同展示室では、常時展示がかなわない法隆寺ゆかりの名宝を、デジタルコンテンツや複製でくわしく鑑賞、体験する展示室。展示は半年毎に展示内容を変えて実施する。1月31日の開室後半年間は、法隆寺献納宝物(東京国立博物館蔵)である国宝「聖徳太子絵伝」を、8月1日からは「法隆寺金堂壁画」(奈良・法隆寺蔵)をテーマに展示する。

1月31日から半年間開催する国宝「聖徳太子絵伝」のデジタルコンテンツ<8Kで文化財 国宝「聖徳太子絵伝」>では、かつて奈良・法隆寺の絵殿という建物の内側を飾っていた国宝「聖徳太子絵伝」の高精細画像を、大型8Kモニターで映し出す。

「聖徳太子絵伝」は、1面およそ縦1.9m×横1.5mの画面を横に並べた計10面からなる大画面絵画法隆寺献納宝物。数ある聖徳太子絵伝のなかでもっとも古く、初期やまと絵の代表作にあげられるが、長い年月を経て画面のいたみがひどく、肉眼で細部まで鑑賞することはできないという。
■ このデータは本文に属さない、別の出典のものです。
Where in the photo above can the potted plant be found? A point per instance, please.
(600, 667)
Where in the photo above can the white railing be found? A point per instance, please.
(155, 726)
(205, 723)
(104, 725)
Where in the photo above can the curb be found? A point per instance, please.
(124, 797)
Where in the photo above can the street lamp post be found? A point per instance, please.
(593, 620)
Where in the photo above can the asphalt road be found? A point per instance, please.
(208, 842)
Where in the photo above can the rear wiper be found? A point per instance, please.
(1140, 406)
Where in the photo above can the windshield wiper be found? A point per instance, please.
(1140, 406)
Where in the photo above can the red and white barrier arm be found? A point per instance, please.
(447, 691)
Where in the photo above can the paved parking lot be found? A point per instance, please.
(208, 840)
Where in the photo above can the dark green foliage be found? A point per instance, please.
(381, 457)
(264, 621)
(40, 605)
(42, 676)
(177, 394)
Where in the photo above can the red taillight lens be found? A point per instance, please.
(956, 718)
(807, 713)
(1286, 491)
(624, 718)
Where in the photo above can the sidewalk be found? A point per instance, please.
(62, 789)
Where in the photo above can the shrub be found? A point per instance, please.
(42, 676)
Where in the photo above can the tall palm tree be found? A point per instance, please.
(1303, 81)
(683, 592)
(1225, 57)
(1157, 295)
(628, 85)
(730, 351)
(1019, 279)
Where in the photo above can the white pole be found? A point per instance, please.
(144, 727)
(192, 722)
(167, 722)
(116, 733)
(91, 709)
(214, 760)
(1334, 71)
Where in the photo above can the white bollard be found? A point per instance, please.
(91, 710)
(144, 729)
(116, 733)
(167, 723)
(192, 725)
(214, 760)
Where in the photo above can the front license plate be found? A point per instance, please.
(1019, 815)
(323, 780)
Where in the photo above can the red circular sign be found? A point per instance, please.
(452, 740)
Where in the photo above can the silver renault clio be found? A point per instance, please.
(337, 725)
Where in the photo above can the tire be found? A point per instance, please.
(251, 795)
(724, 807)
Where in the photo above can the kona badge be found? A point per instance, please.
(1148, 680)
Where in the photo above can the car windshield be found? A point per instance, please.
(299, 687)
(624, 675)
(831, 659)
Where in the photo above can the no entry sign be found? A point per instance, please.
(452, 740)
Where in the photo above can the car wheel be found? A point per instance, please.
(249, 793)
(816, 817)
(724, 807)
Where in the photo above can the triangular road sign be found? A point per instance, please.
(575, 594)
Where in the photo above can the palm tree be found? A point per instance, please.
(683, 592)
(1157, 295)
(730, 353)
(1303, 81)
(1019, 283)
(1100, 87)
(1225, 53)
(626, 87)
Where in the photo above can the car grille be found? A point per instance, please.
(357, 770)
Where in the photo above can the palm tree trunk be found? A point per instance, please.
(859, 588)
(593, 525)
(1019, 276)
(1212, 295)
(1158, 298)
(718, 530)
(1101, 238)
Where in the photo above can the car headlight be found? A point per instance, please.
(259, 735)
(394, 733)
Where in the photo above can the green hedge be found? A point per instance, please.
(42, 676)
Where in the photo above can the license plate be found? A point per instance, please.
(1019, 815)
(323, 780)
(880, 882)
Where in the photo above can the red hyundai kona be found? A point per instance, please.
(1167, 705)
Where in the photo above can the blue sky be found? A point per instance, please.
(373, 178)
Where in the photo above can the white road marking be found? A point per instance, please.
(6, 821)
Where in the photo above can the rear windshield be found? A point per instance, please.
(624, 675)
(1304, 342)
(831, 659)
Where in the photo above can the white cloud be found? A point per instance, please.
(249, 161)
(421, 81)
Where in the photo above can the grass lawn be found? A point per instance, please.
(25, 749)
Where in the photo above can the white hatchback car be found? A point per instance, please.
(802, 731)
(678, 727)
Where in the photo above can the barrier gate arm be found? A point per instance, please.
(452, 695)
  • 8Kで文化財 国宝「聖徳太子絵伝」>操作画面

デジタルコンテンツ<8Kで文化財 国宝「聖徳太子絵伝」>は、同作品の高精細画像を、大型8Kモニターに映し出すアプリケーション。鑑賞者自身の操作により、2面で36億画素という画像データがリアルタイムに処理され、70インチ8Kモニターに表示される。拡大することで、肉眼では見えない聖徳太子の表情までも、詳細に確認することができる。
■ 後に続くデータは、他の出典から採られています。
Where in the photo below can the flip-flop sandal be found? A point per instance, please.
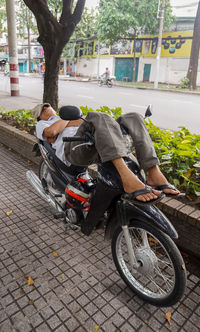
(131, 197)
(168, 186)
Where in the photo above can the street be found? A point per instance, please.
(170, 109)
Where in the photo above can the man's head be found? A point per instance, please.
(43, 112)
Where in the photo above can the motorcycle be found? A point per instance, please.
(108, 81)
(143, 249)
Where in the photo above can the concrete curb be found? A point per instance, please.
(185, 218)
(87, 80)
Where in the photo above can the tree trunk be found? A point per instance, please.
(52, 65)
(53, 36)
(29, 51)
(194, 56)
(134, 59)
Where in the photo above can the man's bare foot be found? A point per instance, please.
(132, 184)
(156, 179)
(137, 186)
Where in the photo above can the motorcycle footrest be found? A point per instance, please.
(59, 215)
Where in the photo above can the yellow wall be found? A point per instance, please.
(176, 48)
(179, 47)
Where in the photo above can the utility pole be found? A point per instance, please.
(98, 61)
(12, 44)
(162, 12)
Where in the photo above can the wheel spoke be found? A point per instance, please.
(149, 278)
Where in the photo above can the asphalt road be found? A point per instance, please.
(170, 110)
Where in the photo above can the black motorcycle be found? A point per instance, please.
(141, 236)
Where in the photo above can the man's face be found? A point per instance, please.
(47, 112)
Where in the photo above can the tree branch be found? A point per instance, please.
(76, 17)
(45, 19)
(66, 11)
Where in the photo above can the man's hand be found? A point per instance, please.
(74, 123)
(51, 139)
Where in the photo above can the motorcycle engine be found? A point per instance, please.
(78, 193)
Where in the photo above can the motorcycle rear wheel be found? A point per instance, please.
(160, 278)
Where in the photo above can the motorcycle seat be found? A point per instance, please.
(72, 169)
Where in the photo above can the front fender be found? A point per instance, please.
(152, 215)
(148, 214)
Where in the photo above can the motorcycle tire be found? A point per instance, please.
(109, 84)
(43, 170)
(152, 269)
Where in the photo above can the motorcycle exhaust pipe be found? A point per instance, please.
(36, 183)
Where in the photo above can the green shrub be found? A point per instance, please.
(185, 83)
(114, 112)
(21, 118)
(179, 155)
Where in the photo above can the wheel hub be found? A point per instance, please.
(147, 261)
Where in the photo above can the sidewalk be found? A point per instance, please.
(76, 287)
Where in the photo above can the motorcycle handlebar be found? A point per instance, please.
(74, 139)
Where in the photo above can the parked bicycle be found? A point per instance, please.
(103, 81)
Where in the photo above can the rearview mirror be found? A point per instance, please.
(70, 113)
(148, 112)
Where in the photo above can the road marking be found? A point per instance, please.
(126, 93)
(84, 96)
(185, 101)
(137, 106)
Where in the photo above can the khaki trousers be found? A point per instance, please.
(109, 141)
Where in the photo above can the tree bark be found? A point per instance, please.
(53, 36)
(134, 59)
(194, 55)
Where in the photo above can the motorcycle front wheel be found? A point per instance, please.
(160, 276)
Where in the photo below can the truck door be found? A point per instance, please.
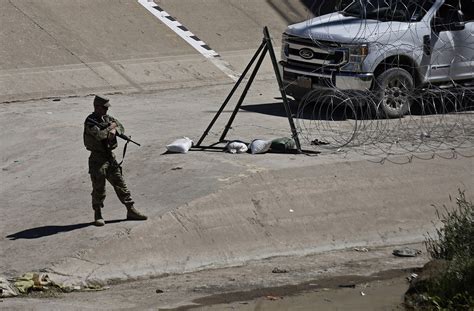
(464, 43)
(452, 50)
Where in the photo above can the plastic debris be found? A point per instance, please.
(317, 142)
(259, 146)
(181, 145)
(411, 277)
(7, 289)
(32, 281)
(236, 147)
(347, 285)
(406, 252)
(278, 270)
(271, 297)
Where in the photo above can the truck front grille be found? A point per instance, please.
(314, 54)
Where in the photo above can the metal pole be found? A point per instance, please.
(244, 73)
(282, 89)
(244, 93)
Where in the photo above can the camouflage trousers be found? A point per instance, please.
(101, 170)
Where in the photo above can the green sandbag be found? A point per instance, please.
(283, 144)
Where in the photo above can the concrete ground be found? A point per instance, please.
(206, 209)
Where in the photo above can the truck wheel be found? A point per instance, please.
(394, 93)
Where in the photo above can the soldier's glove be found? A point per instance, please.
(111, 134)
(112, 126)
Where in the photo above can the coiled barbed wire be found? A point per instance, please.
(422, 96)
  • 11歳、雲のように空に浮かぶ(第1面)/国宝「聖徳太子絵伝」(部分)

国宝「聖徳太子絵伝」原寸大グラフィックパネル(複製)も展示。

  • 国宝「聖徳太子絵伝」原寸大グラフィックパネル

また、飛鳥時代に大陸から伝来した伎楽で使われた仮面や装束の本来の姿を再現して展示する。現存する伎楽面のほとんどが奈良時代の作であるのに対し、法隆寺献納宝物の伎楽面には、それより古い飛鳥時代の作が含まれている。東京国立博物館と文化財活用センターは、現存する資料から色やかたちについての検討を重ね、本来の姿を再現した伎楽面と伎楽装束を製作した。
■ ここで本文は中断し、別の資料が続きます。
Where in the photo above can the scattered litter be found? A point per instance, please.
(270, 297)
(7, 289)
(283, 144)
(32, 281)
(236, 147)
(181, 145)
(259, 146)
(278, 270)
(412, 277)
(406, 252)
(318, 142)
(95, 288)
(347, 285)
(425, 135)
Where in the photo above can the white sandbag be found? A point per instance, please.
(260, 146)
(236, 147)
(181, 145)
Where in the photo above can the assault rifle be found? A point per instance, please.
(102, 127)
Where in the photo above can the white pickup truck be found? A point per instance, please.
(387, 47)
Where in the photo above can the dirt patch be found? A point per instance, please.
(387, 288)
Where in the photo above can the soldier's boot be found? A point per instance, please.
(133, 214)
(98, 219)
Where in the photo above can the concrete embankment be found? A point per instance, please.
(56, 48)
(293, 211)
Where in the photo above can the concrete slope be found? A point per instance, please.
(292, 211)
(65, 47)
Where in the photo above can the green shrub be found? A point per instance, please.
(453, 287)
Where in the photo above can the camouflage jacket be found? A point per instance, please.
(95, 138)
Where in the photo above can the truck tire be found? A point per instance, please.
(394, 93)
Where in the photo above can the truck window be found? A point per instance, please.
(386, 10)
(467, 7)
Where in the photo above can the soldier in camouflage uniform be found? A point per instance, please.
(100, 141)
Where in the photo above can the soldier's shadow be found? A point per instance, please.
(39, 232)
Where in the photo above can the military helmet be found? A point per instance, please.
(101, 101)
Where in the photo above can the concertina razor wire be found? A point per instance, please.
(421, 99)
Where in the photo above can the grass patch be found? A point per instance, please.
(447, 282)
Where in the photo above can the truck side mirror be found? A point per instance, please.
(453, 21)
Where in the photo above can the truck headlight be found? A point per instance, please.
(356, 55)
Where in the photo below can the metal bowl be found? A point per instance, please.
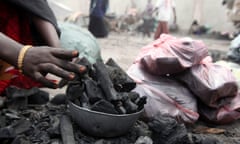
(100, 124)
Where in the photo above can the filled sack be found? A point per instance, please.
(170, 55)
(164, 95)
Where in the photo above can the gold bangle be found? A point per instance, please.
(21, 56)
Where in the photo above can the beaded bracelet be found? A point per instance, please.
(21, 57)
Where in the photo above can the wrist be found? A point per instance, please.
(21, 56)
(9, 50)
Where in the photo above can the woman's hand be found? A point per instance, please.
(41, 60)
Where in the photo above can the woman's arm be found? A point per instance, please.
(40, 60)
(9, 49)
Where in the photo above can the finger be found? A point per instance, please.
(40, 78)
(53, 69)
(70, 66)
(65, 54)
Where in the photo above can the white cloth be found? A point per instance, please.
(165, 9)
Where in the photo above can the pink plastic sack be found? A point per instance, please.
(164, 95)
(169, 55)
(224, 115)
(215, 85)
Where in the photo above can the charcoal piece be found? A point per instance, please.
(128, 104)
(7, 133)
(67, 130)
(133, 96)
(14, 92)
(2, 101)
(40, 97)
(12, 116)
(82, 61)
(166, 130)
(144, 140)
(21, 126)
(119, 107)
(105, 81)
(198, 139)
(74, 90)
(94, 93)
(59, 99)
(21, 140)
(122, 82)
(54, 129)
(104, 106)
(56, 141)
(141, 101)
(84, 100)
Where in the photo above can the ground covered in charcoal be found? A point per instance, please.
(50, 123)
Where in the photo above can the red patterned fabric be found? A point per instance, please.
(15, 24)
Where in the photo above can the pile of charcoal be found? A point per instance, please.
(28, 116)
(105, 88)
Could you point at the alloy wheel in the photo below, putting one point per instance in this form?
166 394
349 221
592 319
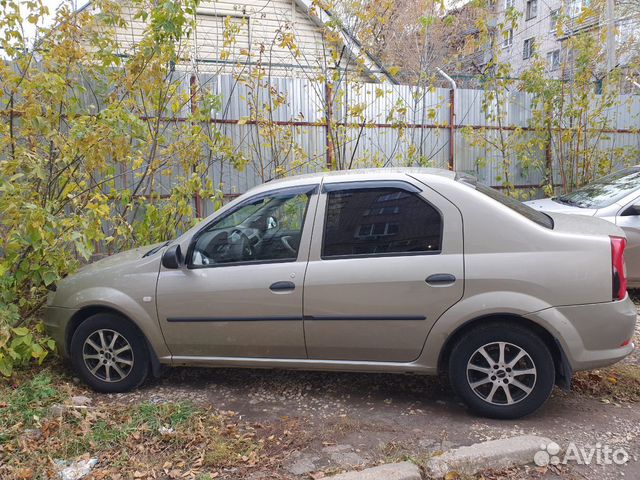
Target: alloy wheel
108 355
501 373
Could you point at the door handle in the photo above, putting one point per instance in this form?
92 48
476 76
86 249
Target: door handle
440 279
282 286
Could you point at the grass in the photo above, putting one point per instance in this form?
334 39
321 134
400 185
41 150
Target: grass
133 441
619 383
24 406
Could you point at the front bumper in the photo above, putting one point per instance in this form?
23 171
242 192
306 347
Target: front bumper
592 335
56 320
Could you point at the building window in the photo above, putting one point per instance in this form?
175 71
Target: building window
532 9
576 7
553 60
553 21
529 48
407 225
507 41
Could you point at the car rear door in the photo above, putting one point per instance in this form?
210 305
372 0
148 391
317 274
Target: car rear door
386 261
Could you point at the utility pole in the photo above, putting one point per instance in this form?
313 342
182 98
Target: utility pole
611 35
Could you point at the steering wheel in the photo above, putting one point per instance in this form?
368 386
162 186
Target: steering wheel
285 241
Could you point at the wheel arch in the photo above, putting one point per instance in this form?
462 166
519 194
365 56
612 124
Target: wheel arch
563 368
86 312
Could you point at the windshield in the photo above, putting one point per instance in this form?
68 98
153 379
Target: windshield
605 191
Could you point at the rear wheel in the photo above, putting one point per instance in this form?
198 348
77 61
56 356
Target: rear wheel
502 370
109 353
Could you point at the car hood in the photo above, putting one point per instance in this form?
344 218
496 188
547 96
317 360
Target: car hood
117 260
128 272
549 205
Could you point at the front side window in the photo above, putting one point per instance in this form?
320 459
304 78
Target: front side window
379 221
268 228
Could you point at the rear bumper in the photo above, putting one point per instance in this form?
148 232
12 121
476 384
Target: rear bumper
56 320
592 335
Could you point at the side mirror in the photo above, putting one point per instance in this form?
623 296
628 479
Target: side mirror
172 257
271 223
633 210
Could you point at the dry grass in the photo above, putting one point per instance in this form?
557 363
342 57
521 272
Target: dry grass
619 383
142 440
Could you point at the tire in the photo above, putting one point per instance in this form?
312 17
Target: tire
496 392
106 365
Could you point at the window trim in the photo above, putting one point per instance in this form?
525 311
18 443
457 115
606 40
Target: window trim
373 185
300 189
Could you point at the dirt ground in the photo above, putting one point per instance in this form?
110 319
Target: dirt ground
265 424
345 420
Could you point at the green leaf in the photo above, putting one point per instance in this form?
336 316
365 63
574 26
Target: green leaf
21 331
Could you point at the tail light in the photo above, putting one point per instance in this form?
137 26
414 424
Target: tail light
618 269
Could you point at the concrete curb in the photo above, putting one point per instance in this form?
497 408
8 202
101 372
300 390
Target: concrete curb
390 471
504 453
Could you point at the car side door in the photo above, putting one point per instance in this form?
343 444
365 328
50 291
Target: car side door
240 292
385 263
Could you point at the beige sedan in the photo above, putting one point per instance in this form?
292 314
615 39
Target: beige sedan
411 271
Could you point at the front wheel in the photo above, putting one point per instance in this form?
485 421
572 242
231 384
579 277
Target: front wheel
109 354
502 370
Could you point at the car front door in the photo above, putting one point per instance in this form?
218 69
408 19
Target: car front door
386 262
240 293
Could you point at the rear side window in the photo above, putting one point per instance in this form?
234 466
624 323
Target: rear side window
380 221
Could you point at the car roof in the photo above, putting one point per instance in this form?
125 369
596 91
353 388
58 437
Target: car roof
360 173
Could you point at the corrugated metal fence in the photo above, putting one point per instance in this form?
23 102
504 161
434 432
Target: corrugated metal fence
375 125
  • 復元模造 伎楽面・伎楽装束 ※半年毎に展示替、ケース内展示

総合文化展観覧料は、一般1,000円、大学生500円、高校生以下および満18歳未満、満70歳以上は無料。

8月1日からは「法隆寺金堂壁画」をテーマに、臨場感あふれるグラフィックパネル(複製)と、大型8Kモニターで絵の詳細まで自在に鑑賞できるデジタルコンテンツを展示する。